Pacheco did, however, have car insurance. But only liability. “If I would have had full coverage I could have at least got $1,000, and that would be a nice down payment on a car. But those are the things they don’t tell you when you sign up for insurance.”
United Way of San Diego County and Leichtag Foundation are working with two local social service agencies (Community Resource Center and Jewish Family Service) to launch a program that will help working poor parents, like Pacheco, get car loans at low interest rates.
Shaina Gross, vice president of Impact Strategies at the United Way of San Diego, says she recognizes that owning a car is a huge financial responsibility, especially for people living on the edge of poverty. But after spending months interviewing poor and working class people, Gross says she’s convinced a car does more good than harm to their bottom line, especially in San Diego where public transportation is spotty.
The program, called Ways to Work, stresses financial literacy, and case workers address client questions about insurance, budgeting and saving for the inevitable ticket and repairs. That’s why Shaina Gross says it’s so successful. “Forty-one percent of their clients have increased their take-home pay,” says Gross. “And 82 percent of the participants were able to move off of public welfare programs.” But Gross says it was her interviews with the recently homeless — living in their cars at a safe parking lot run by a local nonprofit called Dreams for Change — that really made her understand how essential a car can be.
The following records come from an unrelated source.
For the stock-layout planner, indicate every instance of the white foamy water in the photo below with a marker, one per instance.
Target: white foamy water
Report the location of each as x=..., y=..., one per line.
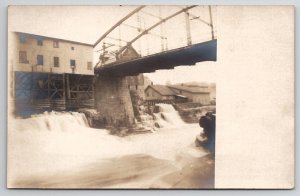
x=54, y=141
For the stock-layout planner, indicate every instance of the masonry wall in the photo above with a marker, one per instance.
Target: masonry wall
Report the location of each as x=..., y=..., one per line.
x=66, y=51
x=113, y=101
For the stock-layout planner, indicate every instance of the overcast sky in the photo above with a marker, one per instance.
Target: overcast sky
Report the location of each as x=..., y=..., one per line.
x=88, y=23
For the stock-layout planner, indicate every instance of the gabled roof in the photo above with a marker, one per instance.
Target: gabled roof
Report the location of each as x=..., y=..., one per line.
x=161, y=89
x=53, y=38
x=190, y=89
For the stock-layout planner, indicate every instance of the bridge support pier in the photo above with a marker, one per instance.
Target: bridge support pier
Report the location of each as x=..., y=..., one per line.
x=113, y=101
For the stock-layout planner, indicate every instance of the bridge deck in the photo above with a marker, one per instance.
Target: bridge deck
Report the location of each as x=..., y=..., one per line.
x=189, y=55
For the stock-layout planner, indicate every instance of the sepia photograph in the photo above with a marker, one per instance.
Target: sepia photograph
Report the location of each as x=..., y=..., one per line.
x=105, y=97
x=126, y=97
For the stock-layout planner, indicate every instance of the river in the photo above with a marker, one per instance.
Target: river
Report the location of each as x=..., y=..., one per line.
x=60, y=150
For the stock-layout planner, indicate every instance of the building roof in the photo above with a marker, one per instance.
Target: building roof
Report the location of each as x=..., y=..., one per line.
x=190, y=89
x=161, y=89
x=53, y=38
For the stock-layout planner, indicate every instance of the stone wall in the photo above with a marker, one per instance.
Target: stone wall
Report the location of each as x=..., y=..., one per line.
x=113, y=101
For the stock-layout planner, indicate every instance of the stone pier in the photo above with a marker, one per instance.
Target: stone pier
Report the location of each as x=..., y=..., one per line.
x=113, y=101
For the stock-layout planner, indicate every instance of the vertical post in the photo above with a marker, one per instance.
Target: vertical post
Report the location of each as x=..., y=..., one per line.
x=188, y=28
x=64, y=88
x=68, y=96
x=161, y=32
x=211, y=23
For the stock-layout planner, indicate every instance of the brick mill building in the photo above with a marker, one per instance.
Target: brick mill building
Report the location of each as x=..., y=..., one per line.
x=49, y=73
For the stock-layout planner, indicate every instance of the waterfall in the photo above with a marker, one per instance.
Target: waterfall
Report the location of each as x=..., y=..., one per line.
x=168, y=116
x=54, y=121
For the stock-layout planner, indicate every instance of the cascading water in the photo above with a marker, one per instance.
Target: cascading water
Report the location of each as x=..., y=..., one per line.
x=167, y=116
x=62, y=141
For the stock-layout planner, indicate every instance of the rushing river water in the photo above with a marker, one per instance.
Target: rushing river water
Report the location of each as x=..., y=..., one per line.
x=60, y=150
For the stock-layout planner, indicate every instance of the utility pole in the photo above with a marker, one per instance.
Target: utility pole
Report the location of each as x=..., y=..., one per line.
x=188, y=28
x=211, y=23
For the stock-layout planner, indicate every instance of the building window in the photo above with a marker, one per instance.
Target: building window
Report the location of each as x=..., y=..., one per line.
x=72, y=63
x=89, y=65
x=56, y=61
x=23, y=57
x=22, y=38
x=55, y=44
x=39, y=41
x=40, y=60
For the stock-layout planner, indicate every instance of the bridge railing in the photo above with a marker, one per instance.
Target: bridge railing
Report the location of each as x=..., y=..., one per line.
x=154, y=29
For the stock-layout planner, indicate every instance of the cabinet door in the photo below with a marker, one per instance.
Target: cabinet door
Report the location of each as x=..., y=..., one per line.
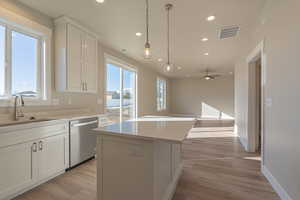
x=51, y=156
x=74, y=58
x=17, y=168
x=91, y=63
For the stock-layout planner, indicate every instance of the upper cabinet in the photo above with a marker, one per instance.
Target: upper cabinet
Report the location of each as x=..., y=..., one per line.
x=76, y=57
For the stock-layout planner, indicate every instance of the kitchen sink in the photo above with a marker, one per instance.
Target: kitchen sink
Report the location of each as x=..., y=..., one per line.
x=12, y=123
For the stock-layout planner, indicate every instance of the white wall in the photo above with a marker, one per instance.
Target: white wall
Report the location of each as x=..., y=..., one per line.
x=146, y=76
x=209, y=99
x=279, y=27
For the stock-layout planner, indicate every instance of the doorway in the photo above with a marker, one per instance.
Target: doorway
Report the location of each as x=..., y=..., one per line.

“That’s all we have,” says Yolanda Cortez.
Cortez is a single mom with two sons, settling for the night at the Dreams for Change safe parking lot in southeast San Diego. Cortez was laid off from her office assistant job with the San Diego school district more than a year ago, but she had paid off her car when times were good. “There is no one who is gonna say, ‘I’ll give you a ride, I’ll take your kids to school.’ There is no support. So, I need my car.”
Cortez uses her Acura to get to and from cosmetology school. She says she’s confident this rocky patch will be over as soon as she graduates with a trade certificate. “I want the best for my kids,” says Cortez, adding, “Hopefully with this experience I create some very, very well trained young men, and they’ll have a legend and a story to tell.”
Tonight her eight and eleven-year-old boys will go to sleep in the front seats of her Acura while Cortez curls up in the back.